Il l'aimait boudeuse et affligée. Drôle et spontané. Fière et maladroite. Brillante et exaltée. Il l'aimait comme on aime les choses simples, les gens vrais, les moments doux, sans raison réelle, juste parce que c'est ainsi que ça doit être.

Plus Mia grandissait, plus il la perdait, et plus il la perdait, plus il l'aimait intensément.

Toutes ces étapes, il le savait, faisaient partie d'un plan plus vaste, plus grand, plus important. L'adolescente devait se conformer, s'oublier, se frotter à la vie cartésienne que sa famille avait décidée pour elle. Un jour, elle se perdrait, parce qu'il est nécessaire de se perdre pour se trouver, mais ce n'était pas le bon moment. Il viendrait. De ça non plus, Saku ne doutait pas. En attendant, il restait présent, fidèle, observateur, quand bien même la petite âme se noyait dans les méandes de son ego.

Elle ne voyait plus les sourires dans les nuages.

Elle ne dansait plus sous la pluie en riant.

Elle ne restait plus des heures à rêvasser dans son lit.

Elle ne prêtait plus attention à tous ces petits signes qui, lorsqu'on est capable de les voir, indiquent le bon chemin.

En résumé, elle était devenue humaine, pleinement humaine, envahie de certitudes, poursuivant des projets futiles et s'attachant à des croyances erronnées.

Elle avait découvert l'attachement, la sexualité, et l'affection, sans en être totalement satisfaite.
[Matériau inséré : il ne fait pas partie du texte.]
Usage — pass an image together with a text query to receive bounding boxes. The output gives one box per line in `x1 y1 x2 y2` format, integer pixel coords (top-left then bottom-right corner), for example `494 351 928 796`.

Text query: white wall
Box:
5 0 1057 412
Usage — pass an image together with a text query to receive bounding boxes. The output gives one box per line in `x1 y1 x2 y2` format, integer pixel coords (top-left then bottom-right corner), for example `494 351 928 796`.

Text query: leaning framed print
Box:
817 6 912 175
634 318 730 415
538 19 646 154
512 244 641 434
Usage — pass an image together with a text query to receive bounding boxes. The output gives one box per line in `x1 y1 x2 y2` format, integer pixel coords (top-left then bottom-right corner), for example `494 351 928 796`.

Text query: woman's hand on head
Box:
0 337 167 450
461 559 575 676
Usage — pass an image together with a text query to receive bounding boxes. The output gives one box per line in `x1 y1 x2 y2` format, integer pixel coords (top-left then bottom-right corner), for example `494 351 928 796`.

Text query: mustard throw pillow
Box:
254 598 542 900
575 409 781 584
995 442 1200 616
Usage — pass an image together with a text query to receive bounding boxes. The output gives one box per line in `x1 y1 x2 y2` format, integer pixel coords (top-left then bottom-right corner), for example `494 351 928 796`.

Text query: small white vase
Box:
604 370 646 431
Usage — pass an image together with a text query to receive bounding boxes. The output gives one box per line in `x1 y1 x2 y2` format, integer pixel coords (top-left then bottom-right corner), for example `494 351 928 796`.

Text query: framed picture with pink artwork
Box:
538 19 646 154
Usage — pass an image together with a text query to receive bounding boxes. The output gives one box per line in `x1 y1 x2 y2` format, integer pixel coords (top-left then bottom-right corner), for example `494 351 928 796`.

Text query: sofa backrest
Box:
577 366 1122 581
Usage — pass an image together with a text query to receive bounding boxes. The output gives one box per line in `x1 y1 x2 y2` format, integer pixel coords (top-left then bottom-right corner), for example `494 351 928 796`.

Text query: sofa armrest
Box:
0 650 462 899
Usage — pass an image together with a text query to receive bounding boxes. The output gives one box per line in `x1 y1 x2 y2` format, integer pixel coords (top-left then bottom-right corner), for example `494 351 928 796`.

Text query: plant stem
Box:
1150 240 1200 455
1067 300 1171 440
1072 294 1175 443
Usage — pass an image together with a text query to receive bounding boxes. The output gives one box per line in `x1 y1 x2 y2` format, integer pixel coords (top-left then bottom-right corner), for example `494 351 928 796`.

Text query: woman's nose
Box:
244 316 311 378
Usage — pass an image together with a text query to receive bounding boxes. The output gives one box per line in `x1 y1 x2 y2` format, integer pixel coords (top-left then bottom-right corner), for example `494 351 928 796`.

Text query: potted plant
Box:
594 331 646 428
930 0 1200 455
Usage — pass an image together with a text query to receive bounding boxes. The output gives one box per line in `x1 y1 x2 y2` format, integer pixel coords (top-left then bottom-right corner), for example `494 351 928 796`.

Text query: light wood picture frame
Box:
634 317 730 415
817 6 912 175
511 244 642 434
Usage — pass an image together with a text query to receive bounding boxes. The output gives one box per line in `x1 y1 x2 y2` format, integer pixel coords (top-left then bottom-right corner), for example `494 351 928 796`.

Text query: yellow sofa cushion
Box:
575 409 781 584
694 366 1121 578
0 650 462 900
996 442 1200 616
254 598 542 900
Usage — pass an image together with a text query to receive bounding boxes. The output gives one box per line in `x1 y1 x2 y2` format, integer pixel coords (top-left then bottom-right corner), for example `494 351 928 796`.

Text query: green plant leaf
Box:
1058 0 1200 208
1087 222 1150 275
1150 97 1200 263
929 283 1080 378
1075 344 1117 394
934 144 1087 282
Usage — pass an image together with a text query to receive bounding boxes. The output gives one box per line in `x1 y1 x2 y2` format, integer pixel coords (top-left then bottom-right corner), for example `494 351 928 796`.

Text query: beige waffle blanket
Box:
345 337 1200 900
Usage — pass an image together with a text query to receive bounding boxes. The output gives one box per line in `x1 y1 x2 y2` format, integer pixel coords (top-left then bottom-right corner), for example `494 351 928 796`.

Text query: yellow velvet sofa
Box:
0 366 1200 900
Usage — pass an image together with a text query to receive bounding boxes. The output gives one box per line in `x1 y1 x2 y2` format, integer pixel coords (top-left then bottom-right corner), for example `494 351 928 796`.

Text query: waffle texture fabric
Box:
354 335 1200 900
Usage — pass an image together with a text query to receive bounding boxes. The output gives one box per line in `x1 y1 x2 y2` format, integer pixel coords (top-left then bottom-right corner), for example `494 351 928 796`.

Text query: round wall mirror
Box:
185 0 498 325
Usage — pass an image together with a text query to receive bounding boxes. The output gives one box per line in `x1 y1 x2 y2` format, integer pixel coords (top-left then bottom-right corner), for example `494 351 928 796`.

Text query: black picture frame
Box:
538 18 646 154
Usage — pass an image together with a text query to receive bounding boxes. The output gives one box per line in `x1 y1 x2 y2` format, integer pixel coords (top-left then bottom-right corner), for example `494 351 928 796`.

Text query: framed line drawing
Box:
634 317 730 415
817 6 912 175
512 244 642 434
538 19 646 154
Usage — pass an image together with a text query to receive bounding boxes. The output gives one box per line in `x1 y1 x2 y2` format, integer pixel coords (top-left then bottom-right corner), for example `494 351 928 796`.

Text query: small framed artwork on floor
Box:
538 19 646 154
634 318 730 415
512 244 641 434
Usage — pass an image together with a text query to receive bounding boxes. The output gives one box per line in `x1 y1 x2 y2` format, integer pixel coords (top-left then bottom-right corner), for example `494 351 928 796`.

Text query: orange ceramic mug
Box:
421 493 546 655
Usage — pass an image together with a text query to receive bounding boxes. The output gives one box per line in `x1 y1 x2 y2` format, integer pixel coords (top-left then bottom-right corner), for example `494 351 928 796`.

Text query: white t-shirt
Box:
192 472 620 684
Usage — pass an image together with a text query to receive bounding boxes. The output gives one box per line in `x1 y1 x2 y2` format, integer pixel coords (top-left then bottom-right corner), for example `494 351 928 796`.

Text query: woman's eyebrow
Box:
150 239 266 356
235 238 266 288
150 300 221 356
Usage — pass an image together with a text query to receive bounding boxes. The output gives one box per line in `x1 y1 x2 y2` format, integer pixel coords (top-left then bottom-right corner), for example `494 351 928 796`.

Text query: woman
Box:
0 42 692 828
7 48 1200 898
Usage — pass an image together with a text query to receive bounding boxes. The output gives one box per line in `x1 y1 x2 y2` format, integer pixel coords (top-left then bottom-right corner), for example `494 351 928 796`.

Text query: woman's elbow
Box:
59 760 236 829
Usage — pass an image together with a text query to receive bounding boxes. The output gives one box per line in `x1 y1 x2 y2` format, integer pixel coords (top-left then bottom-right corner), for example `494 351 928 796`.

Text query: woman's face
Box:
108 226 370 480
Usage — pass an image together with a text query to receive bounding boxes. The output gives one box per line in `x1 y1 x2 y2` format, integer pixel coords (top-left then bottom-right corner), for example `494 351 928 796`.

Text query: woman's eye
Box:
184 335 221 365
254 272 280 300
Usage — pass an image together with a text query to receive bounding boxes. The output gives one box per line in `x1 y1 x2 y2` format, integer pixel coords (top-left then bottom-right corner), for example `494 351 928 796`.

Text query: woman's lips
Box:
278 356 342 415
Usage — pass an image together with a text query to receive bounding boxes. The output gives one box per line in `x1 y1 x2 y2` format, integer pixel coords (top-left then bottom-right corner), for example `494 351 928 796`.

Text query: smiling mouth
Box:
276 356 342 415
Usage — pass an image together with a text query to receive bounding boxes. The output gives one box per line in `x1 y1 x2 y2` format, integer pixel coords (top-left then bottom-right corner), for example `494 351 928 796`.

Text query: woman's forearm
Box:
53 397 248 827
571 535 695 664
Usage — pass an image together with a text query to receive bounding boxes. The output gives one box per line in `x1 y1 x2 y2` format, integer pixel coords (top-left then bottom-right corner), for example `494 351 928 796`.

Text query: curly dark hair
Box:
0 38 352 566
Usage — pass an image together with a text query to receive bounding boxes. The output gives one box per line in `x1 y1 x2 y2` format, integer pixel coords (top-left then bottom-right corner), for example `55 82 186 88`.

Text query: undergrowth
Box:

Elle cherchait le plaisir, s'enivrait de peaux, et se bercait dans les bras d'hommes de passage, s'offrant mais ne se donnant jamais, un goût d'inachevée dans la bouche.

Elle ne comprenait pas ces élans du coeur imparfaits, ces communions surjouées, ces émotions factices. Si elle y trouvait un réconfort certain, elle songeait bien souvent qu'elle ne faisait qu'approcher la véritable lumière que l'on est supposé ressentir lorsque deux êtres se touchent, cette extase du coeur et pas seulement du corps, que quelques livres relataient avec une précision nette.

Saku la voyait espérer, croire, donner, prendre, rire, pleurer, éprouvant à travers l'explosion de la sensibilité de Mia toute une panoplie d'émotions qui faisait le propre de l'homme.

La jeune femme s'était persuadée que ce monde était le sien sans parvenir totalement à s'y conforter. Cela créeait des dissonnances, parfois vivables, souvent inconfortables, qu'elle enterrait avec le reste, ses rêves, ses désirs, ses envies.

Un jour, cela la sauverait. Un jour, ces vagues de malaise qui l'assaillaient sans prévenir, au petit matin ou au creux de la nuit, lui donneraient l'élan de vivre complètement. Un jour, elle comprendrait que ce qu'elle avait accepté comme réalité n'était que le voile d'une illusion violente.

Fort de ces certitudes, Saku attendait, encore et encore, l'heure de retrouver cette âme qui lui appartenait.

La patience était un art qu'il avait eu tout le loisir de peaufiner.